Mi ciudad fue siempre un telar que respiraba. En sus hilos se entrelazaban los sonidos del amanecer y las voces que tejían la vida con gestos sencillos: el saludo que abría el día, el paso compartido, la puerta que se abría sin miedo. Cada hilo era una presencia, una forma de decir aquí estoy, y el aire, al pasar entre las hebras, parecía bendecir la costumbre de estar juntos.
Era un tejido amplio y antiguo, hecho de manos, de caminos y de memoria. Y allí, en lo alto, el monte Imbabura observaba. No era un dios ni un juez, sino un guardián del aliento, atento al pulso que unía cada color con el siguiente, cada hebra con su destino de encuentro. Su calma sostenía lo que el viento apenas rozaba.
Pero un día el telar se detuvo. Nadie supo cuándo ocurrió: si fue el cansancio del alma, una pausa del tiempo o una sombra que se deslizó sin nombre entre los hilos. Las manos dejaron de moverse, el aire se volvió más espeso y el silencio comenzó a ocupar los espacios donde antes habitaba la costumbre de mirarse.
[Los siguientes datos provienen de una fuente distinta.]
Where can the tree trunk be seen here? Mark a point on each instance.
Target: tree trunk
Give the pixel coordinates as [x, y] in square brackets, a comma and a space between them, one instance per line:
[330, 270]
Desde su altura, el monte miró cómo el tejido temblaba. Vio cómo el color se apagaba, cómo los hilos se herían al rozarse, cómo el canto se convertía en grito y el grito en eco. Sintió en su pecho de piedra el desgarro del hilo que se rompe, la tristeza de las voces que ya no se entienden. Y lloró, no con agua, sino con neblina: un llanto lento que cubrió su rostro. Guardó silencio, no por lejanía, sino por respeto al instante en que el tejido parecía olvidar su propio latido.
Desde entonces, el monte respira por todos. En las madrugadas se le oye gemir, como si intentara devolverle aire al telar cansado. Sabe que los hilos no han muerto, pero siente su fiebre. Sabe que bajo la calma aún palpitan diminutas luces de color, heridas, pero vivas. Los vela desde su altura, los cubre con la tibieza de su niebla, temeroso de que la furia de los hombres rompa lo que todavía resiste.
Cuando el viento desciende por sus faldas, lleva murmullos de aliento, como si dijera, apenas: recuerda que alguna vez fuiste uno y que aún puedes volver a entrelazarte.
Y así, el monte espera. Espera con dolor, con una paciencia que sangra por dentro. Sabe que ningún telar vuelve a ser el mismo después de la fractura, que cada hilo, al desgarrarse, descubre el límite de su fuerza. Por eso no anhela el regreso del tejido antiguo, sino el nacimiento de otro: distinto, más humilde, más sabio en su unión. Un telar que respire sin miedo, donde cada color entienda que su brillo depende del de al lado, y que solo juntos puedan volver a formar la figura.
Y cuando el aire nuevo empiece a moverse entre las hebras, el monte cerrará los ojos y su niebla se volverá ligera, como si al fin descansara. Entonces sabrá que la vida, paciente y silenciosa, ha vuelto —sin estruendo— a tejerse de nuevo.